Momentum for reform
Last week was my first visit back to the Ottawa since the election, and it was a great "sense check" on my hunch that there remains momentum for reform of Canada's human rights commissions. I had worried that the attempted putsch by the opposition coalition, and the important focus of the economy, had meant that reining in abusive and corrupt human rights commissions had fallen off the political radar of the government. I'm very pleased to report that all of the MPs and senior staff with whom I met were very alive to the issue, and were in fact working on keeping momentum going.
As I've written before, there is now a motion before the Justice Committee for reviewing the Canadian Human Rights Commission, and its censorship powers; there is also an internal Justice Department review; and there are plenty of MPs and senior staff not directly involved in that portfolio who continue to support reform. I was pleased to meet with a number of "freshmen" MPs -- ones who were just elected in October, and are still finding their feet -- and I was pleased with their command of the facts of this issue. We know that support for reform is wide -- 99% of delegates at the Conservative Party's convention in November supported repealing section 13, the censorship provision.
All of those I spoke with also saw the issue as a political winner -- not only with the Conservative party's base (both the libertarian and socially conservative wings) but also with other groups who have not traditionally be sympathetic to the party, but who love freedom of expression: artists and journalists, to name two groups. I have to agree -- other than hacks who collect a paycheque or a fat contract from HRCs, there really aren't a lot of people in Canada willing to stand up for censorship. It's so un-Canadian, people really have to be paid to support it.
That seems an appropriate segue to note two strong columns against HRCs' censorship powers. The first is from the Montreal Gazette, entitled "Another assault on press freedom". See -- how can you lose politically by being for press freedom?

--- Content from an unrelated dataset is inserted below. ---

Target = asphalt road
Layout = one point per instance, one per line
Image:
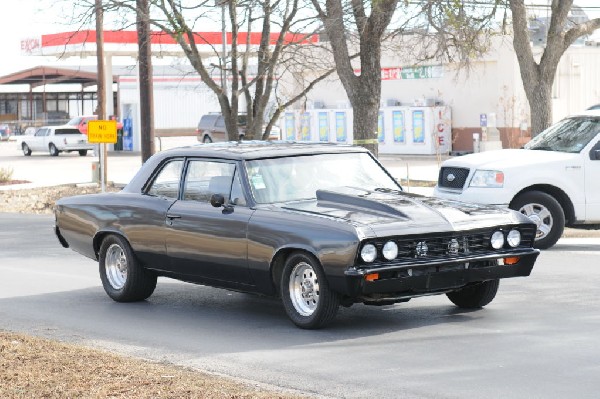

Here are some excerpts:
...[HRCs] certainly seem to have notions about free speech and a free press that are profoundly at odds with the traditions of Western democracy.
One of the worst of the lot is the Ontario Human Rights Commission, infamous for trying - and failing - to drag Maclean's magazine and writer Mark Steyn before its tribunal because some Muslims and a few law students claimed that an article Steyn wrote was offensive.
Last week this commission managed to outdo even that shabby misadventure, with a preposterous suggestion that every publication in the country, including "media services" websites, be required by law to belong to a national press council that could adjudicate breaches of professional standards and complaints of discrimination. Chillingly, the council would have the power to order offending media to publish its findings, along with counterarguments from complainants. And in a bit of verbal legerdemain that would make Big Brother wince, the commission claimed that this would not constitute censorship.
...If someone wants to start a rabidly partisan, scurrilous scandal sheet, that's fine with us, too. State-compelled norms of behaviour are censorship, not idealism.
The underlying problem here might be that liberty has once again run into one of its most formidable foes - the bureaucratic mind. Such minds recoil at the unruliness of the media - among other things - and won't rest until all participants in public discourse are fully regulated by government. They do all this "for the common good," of course.
But when they succeed, we can all kiss our precious freedoms goodbye.
And here's an Op-Ed in the Calgary Herald, written by Dan Shapiro of the liberal (in the best sense of that word) Sheldon Chumir Foundation, focusing on Alberta's provincial equivalent to section 13. Some excerpts:
It is time to amend Section 3 of the Alberta Human Rights, Citizenship and Multiculturalism Act, which prohibits writing or saying anything that is "likely to expose" a person to "hatred or contempt."
Why? Because Section 3 casts far too wide a net and risks chilling legitimate expression on topics of importance to public discussion, such as gay marriage or Islamic terrorism.
...Freedom of expression should be given the widest legal scope possible because the effects of allowing human rights bureaucrats to determine what we are allowed to think and say are too ghastly to contemplate. Think Soviet Russia. Of course, Alberta today is nowhere near totalitarianism, but history has taught us that freedoms are fragile and vigilance has to be eternal.
The Chumir Foundation would amend the section, not abolish it. But the fact that they agree that it's a Soviet-style problem is all that matters to me right now -- we've got to dynamite the Alberta HRC out of its inertia, and crack it open to legislative reforms. I'm for pulling the weed out by its roots; others are for trimming it. That's a debate for later -- for now, we can all agree that changes are needed.
I love reading commentaries like these, especially in the newspapers of record in great cities like Montreal and Calgary. It happens so frequently these days, that I don't even always note it on my blog. What a difference from a year ago, when this national campaign for freedom of speech just began, and one had to scour the papers for any sign of progress. Now the progress comes daily -- not just in the media, but as my trip to Ottawa confirmed for me, in the halls of government, too.